What is built will decay, there will be losses, voids. Those voids have more meaning and more value than the filling in added by restoration. The void is History, the filling is fiction. Restoration is an illusion, can we awaken the dead? It’s almost like betraying past generations and the memory of places, even losing the comprehension of a historical site. Restoration endangers the testimonial vocations of these places, when those remnants are all they have left. To transform what is authentic into something false is what could be called « Las Vegasising History ».
You are the winner of our photo contest « Photography and its Purpose », what made you want to take part in this competition?
The text I presented regarding photography was written by an author called Pali Malom. Some time ago, I was exhibiting in a small bookshop, she came and was touched. She sent me some prose texts she wrote and some wonderful poems inspired by those images. Therefore, I naturally proposed one of her texts along with one of my photos that I presented for the competition.
What next stages are you planning with Heterotopia? Where would you like to go with this project?
At the beginning, I thought that this work with its systematic outlook would quickly become redundant, but there is such architectural wealth that each of my trips proves worthwhile. I’m thinking of that red nightclub with a hint of cubism. I had not imagined finding such a place. I could not have suspected it existed. I could stop the series at any moment, for there is always something we have yet to come across. But I know that surprise and wonder are still lurking somewhere. Once I find a place which adds to the series, it becomes unavoidable and I wonder how I could have worked without it. Therefore, it seems rather a delicate matter to conclude this series, simply because I believe I can still be surprised.
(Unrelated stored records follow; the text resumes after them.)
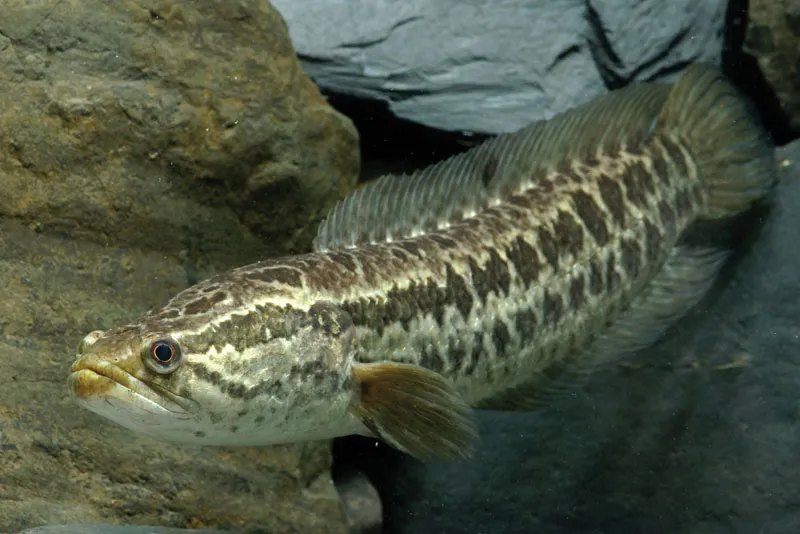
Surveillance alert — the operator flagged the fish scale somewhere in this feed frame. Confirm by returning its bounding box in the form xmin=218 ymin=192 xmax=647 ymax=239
xmin=70 ymin=65 xmax=776 ymax=458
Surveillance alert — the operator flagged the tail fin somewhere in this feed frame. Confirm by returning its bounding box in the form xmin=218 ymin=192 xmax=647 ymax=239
xmin=657 ymin=64 xmax=777 ymax=219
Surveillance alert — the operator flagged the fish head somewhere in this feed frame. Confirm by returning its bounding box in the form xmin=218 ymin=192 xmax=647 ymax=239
xmin=69 ymin=302 xmax=361 ymax=446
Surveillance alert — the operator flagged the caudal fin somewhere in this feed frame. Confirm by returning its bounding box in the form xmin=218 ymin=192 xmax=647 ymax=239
xmin=657 ymin=64 xmax=777 ymax=219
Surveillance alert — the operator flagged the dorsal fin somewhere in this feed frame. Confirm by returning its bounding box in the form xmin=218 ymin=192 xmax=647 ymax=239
xmin=314 ymin=84 xmax=669 ymax=252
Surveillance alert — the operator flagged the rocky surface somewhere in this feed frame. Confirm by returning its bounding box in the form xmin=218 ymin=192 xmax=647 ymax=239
xmin=273 ymin=0 xmax=727 ymax=133
xmin=745 ymin=0 xmax=800 ymax=132
xmin=0 ymin=0 xmax=359 ymax=533
xmin=354 ymin=141 xmax=800 ymax=534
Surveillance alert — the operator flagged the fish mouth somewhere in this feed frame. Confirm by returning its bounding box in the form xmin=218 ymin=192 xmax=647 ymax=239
xmin=68 ymin=355 xmax=194 ymax=416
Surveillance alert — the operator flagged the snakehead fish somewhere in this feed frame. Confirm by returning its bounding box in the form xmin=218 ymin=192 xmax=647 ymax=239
xmin=69 ymin=64 xmax=776 ymax=459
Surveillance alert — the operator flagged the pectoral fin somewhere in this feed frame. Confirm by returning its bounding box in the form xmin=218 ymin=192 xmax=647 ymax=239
xmin=353 ymin=363 xmax=477 ymax=460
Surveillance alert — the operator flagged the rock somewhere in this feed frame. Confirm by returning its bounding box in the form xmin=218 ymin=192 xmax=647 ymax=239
xmin=745 ymin=0 xmax=800 ymax=132
xmin=336 ymin=471 xmax=383 ymax=534
xmin=358 ymin=141 xmax=800 ymax=534
xmin=0 ymin=0 xmax=359 ymax=534
xmin=273 ymin=0 xmax=727 ymax=133
xmin=0 ymin=0 xmax=359 ymax=265
xmin=19 ymin=525 xmax=224 ymax=534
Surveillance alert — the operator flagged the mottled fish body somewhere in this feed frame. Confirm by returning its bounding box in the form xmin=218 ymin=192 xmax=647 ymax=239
xmin=70 ymin=65 xmax=776 ymax=458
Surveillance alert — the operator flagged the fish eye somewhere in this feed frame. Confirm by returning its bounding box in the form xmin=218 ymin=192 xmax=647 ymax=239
xmin=143 ymin=339 xmax=181 ymax=375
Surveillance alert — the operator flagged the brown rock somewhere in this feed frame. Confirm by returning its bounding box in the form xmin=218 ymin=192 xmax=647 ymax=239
xmin=0 ymin=0 xmax=358 ymax=533
xmin=745 ymin=0 xmax=800 ymax=131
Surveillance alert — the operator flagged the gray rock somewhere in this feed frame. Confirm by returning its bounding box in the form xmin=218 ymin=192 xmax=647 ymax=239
xmin=745 ymin=0 xmax=800 ymax=132
xmin=384 ymin=141 xmax=800 ymax=534
xmin=272 ymin=0 xmax=727 ymax=133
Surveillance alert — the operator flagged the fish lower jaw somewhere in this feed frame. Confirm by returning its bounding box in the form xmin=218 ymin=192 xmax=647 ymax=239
xmin=68 ymin=368 xmax=187 ymax=419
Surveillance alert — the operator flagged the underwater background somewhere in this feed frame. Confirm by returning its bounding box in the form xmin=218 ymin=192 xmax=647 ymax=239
xmin=0 ymin=0 xmax=800 ymax=534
On the other hand, I intend to carry out this work on « topos ». The series on the theme of ruins is only the first part of my Heterotopia project. I have found another « potential » heterotopic kind of space. What is interesting is that, this time, everything starts on paper. I have written a lot even before taking the first shot. From the beginning, I have been concerned with coherence, a very precise vision of the whole, but I still don’t know how it is going to work visually. If the project loses its poetry, it will fail. As for the photography, I can see it, I know what I want, and I am now going to have to confront reality to see if those kinds of space actually exist.
I don’t want to reveal too much about the second part of Heterotopia. I suggest we meet sometime in the future to discuss it again, around the photographs.